Tuhan mencintai saya, namun tidak dengan dosa saya. Yang Tuhan mau ketika kita jatuh ke dalam dosa adalah bertobat sungguh-sungguh, berhenti menyalahkan diri sendiri dan kembali bangkit. Memang tidak ada yang bisa menjamin kita tidak berbuat dosa lagi, tapi paling tidak kita berusaha bangkit dan berubah. Seperti perumpamaan saya tentang anak kecil di atas..

Sampai tulisan ini dibuat saya belum periksa kandungan lagi si. Kadang masih ada kekhawatiran terhadap keadaan janin saya. Tapi saya mencoba untuk lebiih santai. Kalaupun Tuhan mau mengambilnya, ya saya harus menyerahkannya. Itu berarti saya belum bisa bertanggung jawab terhadap apa yang Tuhan percayakan. Kalaupun Tuhan memberikan bayi yang tidak sempurna, saya harus yakin dan percaya bahwa hal itu diijinkan untuk kemuliaan nama-Nya.

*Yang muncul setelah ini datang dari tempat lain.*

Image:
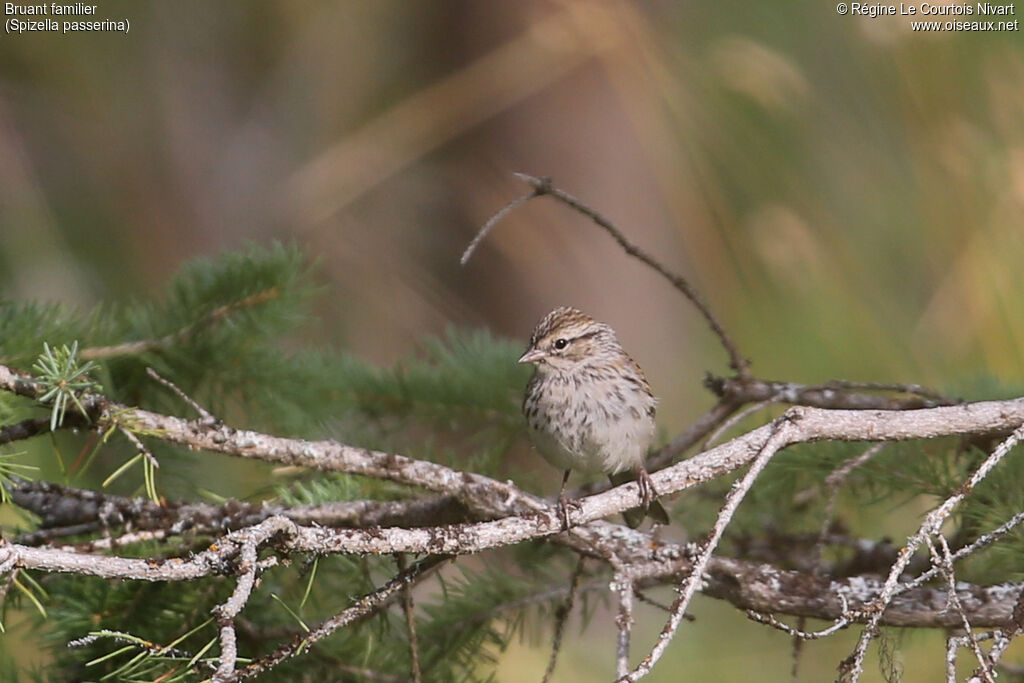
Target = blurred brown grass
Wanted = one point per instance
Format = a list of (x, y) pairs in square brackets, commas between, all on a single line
[(847, 194)]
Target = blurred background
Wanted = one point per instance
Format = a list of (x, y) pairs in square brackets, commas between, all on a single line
[(846, 193)]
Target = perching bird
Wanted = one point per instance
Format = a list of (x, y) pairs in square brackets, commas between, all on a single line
[(589, 407)]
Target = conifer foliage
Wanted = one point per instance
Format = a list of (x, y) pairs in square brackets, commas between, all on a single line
[(192, 493)]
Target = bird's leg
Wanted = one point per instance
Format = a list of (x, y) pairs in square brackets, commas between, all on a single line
[(564, 503), (646, 486)]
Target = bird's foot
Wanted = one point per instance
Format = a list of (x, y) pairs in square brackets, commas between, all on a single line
[(646, 486), (564, 503)]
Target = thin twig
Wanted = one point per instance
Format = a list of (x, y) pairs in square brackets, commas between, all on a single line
[(409, 608), (770, 620), (366, 606), (944, 560), (139, 446), (624, 585), (855, 665), (211, 317), (777, 437), (504, 211), (203, 413), (834, 481), (562, 617), (544, 186), (733, 420)]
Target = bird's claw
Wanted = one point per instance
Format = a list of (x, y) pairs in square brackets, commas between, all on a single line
[(646, 486), (564, 503)]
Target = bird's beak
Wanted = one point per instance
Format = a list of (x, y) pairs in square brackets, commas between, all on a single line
[(531, 355)]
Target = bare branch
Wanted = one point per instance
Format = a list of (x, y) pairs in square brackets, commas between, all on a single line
[(212, 317), (834, 394), (562, 617), (409, 608), (776, 439), (203, 413), (930, 526), (368, 605), (624, 586), (544, 186)]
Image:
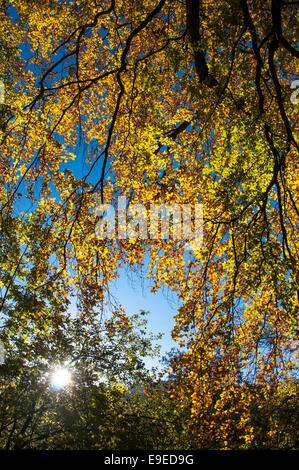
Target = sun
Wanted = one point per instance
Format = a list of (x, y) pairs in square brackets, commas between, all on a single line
[(60, 378)]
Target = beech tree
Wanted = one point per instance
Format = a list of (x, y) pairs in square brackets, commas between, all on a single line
[(166, 102)]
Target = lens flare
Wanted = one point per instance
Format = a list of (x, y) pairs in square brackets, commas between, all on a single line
[(60, 378)]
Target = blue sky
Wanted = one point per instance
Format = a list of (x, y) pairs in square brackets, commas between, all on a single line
[(134, 294)]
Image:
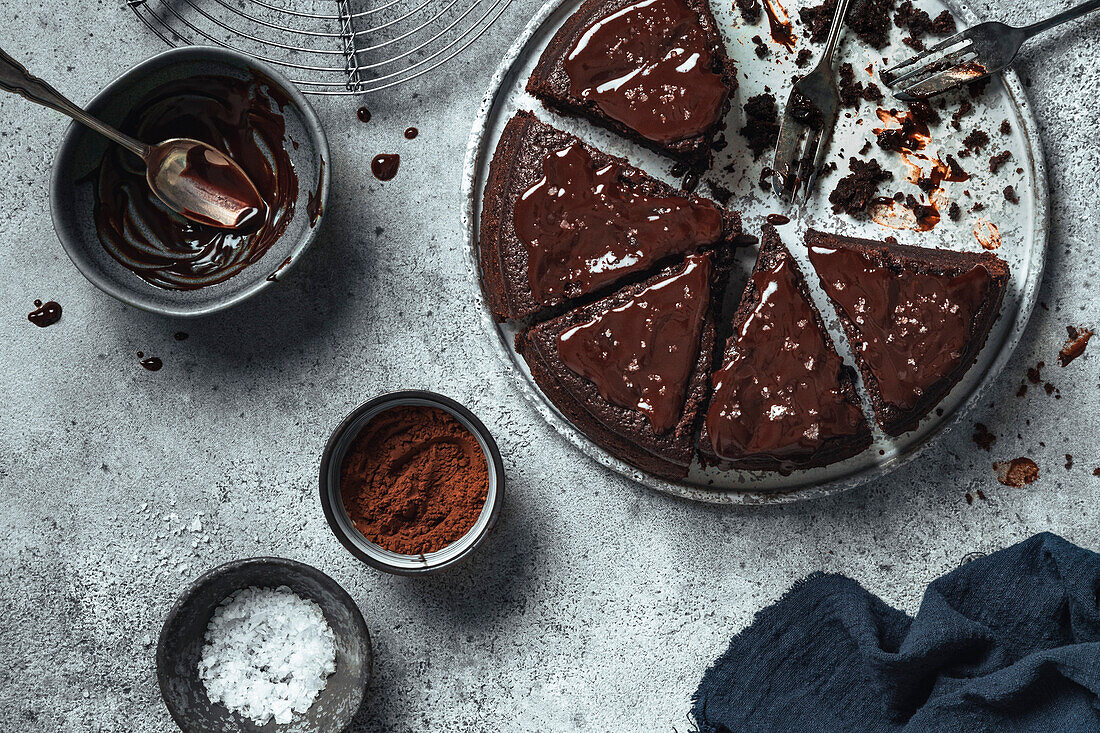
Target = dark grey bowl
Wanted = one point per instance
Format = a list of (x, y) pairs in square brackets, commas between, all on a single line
[(353, 539), (72, 186), (182, 638)]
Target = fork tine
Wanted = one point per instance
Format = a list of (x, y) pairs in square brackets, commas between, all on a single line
[(943, 63), (894, 72), (823, 141), (942, 81)]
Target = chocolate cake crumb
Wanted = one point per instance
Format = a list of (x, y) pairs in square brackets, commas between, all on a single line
[(944, 24), (964, 109), (869, 19), (750, 10), (765, 179), (761, 123), (997, 161), (1075, 346), (1018, 472), (982, 437), (855, 192), (976, 140), (978, 88)]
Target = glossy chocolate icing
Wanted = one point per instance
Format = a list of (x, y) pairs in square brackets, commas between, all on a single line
[(649, 66), (914, 327), (583, 228), (641, 353), (241, 118), (778, 393)]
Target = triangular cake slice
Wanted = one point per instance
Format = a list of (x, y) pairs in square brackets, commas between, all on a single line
[(782, 397), (630, 370), (916, 317), (653, 70), (561, 219)]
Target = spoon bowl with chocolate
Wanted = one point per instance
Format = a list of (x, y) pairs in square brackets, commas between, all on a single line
[(139, 248)]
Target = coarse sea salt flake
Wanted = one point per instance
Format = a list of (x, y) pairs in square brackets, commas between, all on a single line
[(267, 654)]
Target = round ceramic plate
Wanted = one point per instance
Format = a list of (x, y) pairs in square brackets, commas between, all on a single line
[(1022, 226)]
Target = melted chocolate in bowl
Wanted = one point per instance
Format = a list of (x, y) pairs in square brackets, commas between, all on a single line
[(243, 119)]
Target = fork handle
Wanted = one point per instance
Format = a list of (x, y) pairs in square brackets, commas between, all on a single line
[(1064, 17)]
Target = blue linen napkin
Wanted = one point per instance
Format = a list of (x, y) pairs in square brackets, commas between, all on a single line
[(1009, 642)]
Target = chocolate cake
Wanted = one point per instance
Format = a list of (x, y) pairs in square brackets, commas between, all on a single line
[(561, 219), (653, 70), (916, 317), (630, 370), (783, 397)]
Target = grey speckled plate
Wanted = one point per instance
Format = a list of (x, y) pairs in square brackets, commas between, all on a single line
[(1022, 227)]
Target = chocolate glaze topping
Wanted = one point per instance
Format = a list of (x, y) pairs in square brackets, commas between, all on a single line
[(583, 228), (914, 327), (641, 353), (649, 66), (777, 393), (241, 118)]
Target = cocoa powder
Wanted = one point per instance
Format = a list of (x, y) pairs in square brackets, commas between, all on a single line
[(414, 480)]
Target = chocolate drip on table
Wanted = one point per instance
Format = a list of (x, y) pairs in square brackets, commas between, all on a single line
[(777, 394), (241, 118), (584, 228), (640, 354), (45, 314), (649, 66), (384, 166), (914, 326)]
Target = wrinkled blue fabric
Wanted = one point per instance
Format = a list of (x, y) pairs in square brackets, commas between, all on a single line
[(1009, 642)]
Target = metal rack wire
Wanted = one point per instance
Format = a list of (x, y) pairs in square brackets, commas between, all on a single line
[(329, 46)]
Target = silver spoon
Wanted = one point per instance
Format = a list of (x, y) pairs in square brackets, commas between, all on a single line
[(189, 176)]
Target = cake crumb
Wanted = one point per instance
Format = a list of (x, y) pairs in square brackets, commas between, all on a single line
[(982, 437), (997, 161), (1078, 339), (1018, 472), (855, 192)]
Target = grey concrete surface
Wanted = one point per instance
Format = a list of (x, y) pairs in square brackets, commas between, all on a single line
[(596, 605)]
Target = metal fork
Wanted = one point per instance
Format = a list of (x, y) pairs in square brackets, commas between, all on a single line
[(811, 112), (986, 48)]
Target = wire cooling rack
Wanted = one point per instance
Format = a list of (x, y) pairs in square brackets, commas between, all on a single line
[(329, 46)]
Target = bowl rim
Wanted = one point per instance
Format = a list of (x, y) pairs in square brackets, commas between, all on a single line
[(311, 122), (188, 593), (332, 507)]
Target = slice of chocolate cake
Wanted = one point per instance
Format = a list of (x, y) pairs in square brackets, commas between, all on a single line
[(561, 219), (916, 317), (630, 370), (653, 70), (783, 397)]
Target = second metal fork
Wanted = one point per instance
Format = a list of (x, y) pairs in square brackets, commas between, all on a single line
[(811, 113)]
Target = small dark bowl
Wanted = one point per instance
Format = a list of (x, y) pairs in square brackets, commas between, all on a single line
[(72, 187), (360, 546), (182, 639)]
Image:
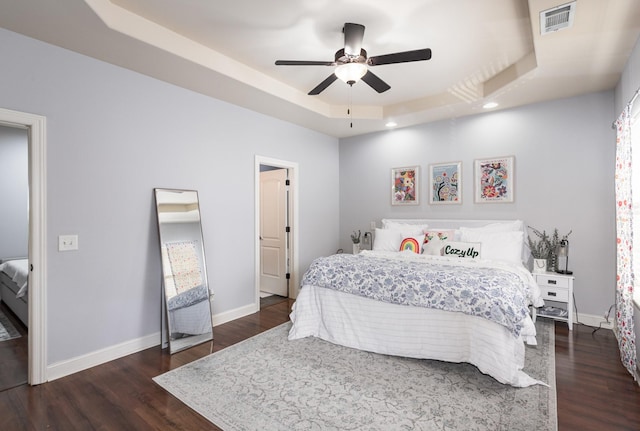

Berat memang, tapi dengan berpikir seperti itu, saya tidak terlalu khawatir dengan keadaan bayi saya. Saya menyayanginya apa adanya bahkan sebelum ia dilahirkan.

Readers, sudahkah Anda memaafkan diri sendiri? Dalam 1 dialog di drama Proof, ada kata-kata menarik yang dilontarkan seorang Pastor. Ia berkata "Untuk apa Anda meminta maaf kepada Tuhan jika Anda tidak bisa memaafkan diri Anda sendiri?".